Report Details Schools Request Before Tragedy
Minnesota Gov. Tim Walz had $17.6 billion in budget surplus cash in 2023 — and yet when Catholic schools asked for just a sliver of that to protect their students from violence, he said no. Twice.
According to the National Catholic Register, the Minnesota Catholic Conference, which represents all six dioceses in the state, formally asked the governor in both 2022 and 2023 for a modest security grant. Their request wasn’t out of left field. In fact, it followed the horrifying 2023 school shooting at The Covenant School in Nashville — a private Christian institution where three children and three adults were gunned down by a 28-year-old who identified as transgender.
The letter to Gov. Walz was direct: “Our schools are under attack.” And with 72,000 students attending nonpublic schools — Catholic, Jewish, Muslim, and Christian — the plea was straightforward: Don’t exclude them from the state’s sweeping $50 million Building and Cyber Security Grant Program.
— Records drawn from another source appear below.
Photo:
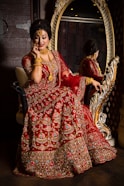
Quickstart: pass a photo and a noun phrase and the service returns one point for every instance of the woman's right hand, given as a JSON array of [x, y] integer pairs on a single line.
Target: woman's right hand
[[97, 85]]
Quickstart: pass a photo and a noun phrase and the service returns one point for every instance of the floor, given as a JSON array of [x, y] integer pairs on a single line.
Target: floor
[[108, 174]]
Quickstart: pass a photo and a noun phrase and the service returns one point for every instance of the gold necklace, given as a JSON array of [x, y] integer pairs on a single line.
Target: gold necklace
[[44, 51]]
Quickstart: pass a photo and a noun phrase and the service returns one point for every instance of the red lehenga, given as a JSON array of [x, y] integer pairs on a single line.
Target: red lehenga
[[59, 138]]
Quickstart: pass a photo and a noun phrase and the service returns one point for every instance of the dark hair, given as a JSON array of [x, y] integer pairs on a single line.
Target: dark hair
[[40, 24], [90, 47]]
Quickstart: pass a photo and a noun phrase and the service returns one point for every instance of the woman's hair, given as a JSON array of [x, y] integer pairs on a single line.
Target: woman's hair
[[40, 24], [90, 47]]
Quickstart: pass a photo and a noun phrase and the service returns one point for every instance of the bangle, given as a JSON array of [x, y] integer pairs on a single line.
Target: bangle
[[36, 64], [89, 80], [38, 60]]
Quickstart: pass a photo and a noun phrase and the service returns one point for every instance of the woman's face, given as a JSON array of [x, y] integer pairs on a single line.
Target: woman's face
[[41, 39]]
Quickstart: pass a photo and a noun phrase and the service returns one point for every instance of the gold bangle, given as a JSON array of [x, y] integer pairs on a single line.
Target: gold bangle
[[37, 64], [89, 80], [38, 60]]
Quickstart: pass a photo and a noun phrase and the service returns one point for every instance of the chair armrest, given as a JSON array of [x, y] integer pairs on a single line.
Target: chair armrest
[[22, 95]]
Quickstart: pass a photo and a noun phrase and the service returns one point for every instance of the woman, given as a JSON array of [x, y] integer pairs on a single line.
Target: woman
[[89, 67], [59, 138]]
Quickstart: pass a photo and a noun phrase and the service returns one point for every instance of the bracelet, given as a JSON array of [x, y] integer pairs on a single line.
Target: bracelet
[[36, 64], [38, 60], [89, 80]]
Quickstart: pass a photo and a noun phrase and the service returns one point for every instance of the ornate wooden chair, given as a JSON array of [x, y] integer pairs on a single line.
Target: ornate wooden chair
[[98, 100]]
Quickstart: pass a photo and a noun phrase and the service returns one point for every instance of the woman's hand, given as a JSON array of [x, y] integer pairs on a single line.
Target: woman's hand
[[97, 85]]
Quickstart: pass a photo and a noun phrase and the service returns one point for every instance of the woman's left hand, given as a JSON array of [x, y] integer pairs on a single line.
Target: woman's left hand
[[97, 85]]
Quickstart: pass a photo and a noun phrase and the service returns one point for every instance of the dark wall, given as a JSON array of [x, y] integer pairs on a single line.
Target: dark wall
[[13, 45]]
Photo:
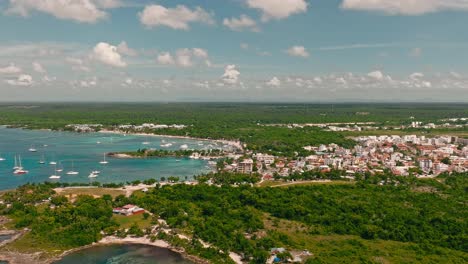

But they were excluded. Completely.
Public schools got their grants. Catholic schools and other nonpublic institutions were shut out, despite being full of Minnesota families who pay the same taxes as everyone else. And despite bipartisan support in the House, Gov. Walz refused to call a special session to push the bill forward. The request wasn’t even radical — $44 per student for basic security. For reference, that’s about the cost of a single pizza party or a basic backpack — and it could mean the difference between life and death.
While refusing that minimal funding, Walz was busy spending taxpayer dollars to declare Minnesota a “trans refuge state” — a move that used state money to help people, including minors from other states, obtain so-called gender-affirming care.
That’s where his priorities were.
Now, fast forward to a heartbreaking incident at Annunciation Catholic School in Minneapolis. Two dead, 14 injured — all victims of a shooter who identified as transgender. The same category of individuals Walz prioritized for taxpayer-funded sanctuary, while denying basic protection to the very schools now under fire. Literally.
It’s hard not to see the painful irony here. One side asked for help. The other side had the power — and the budget — to offer it. But the response was silence.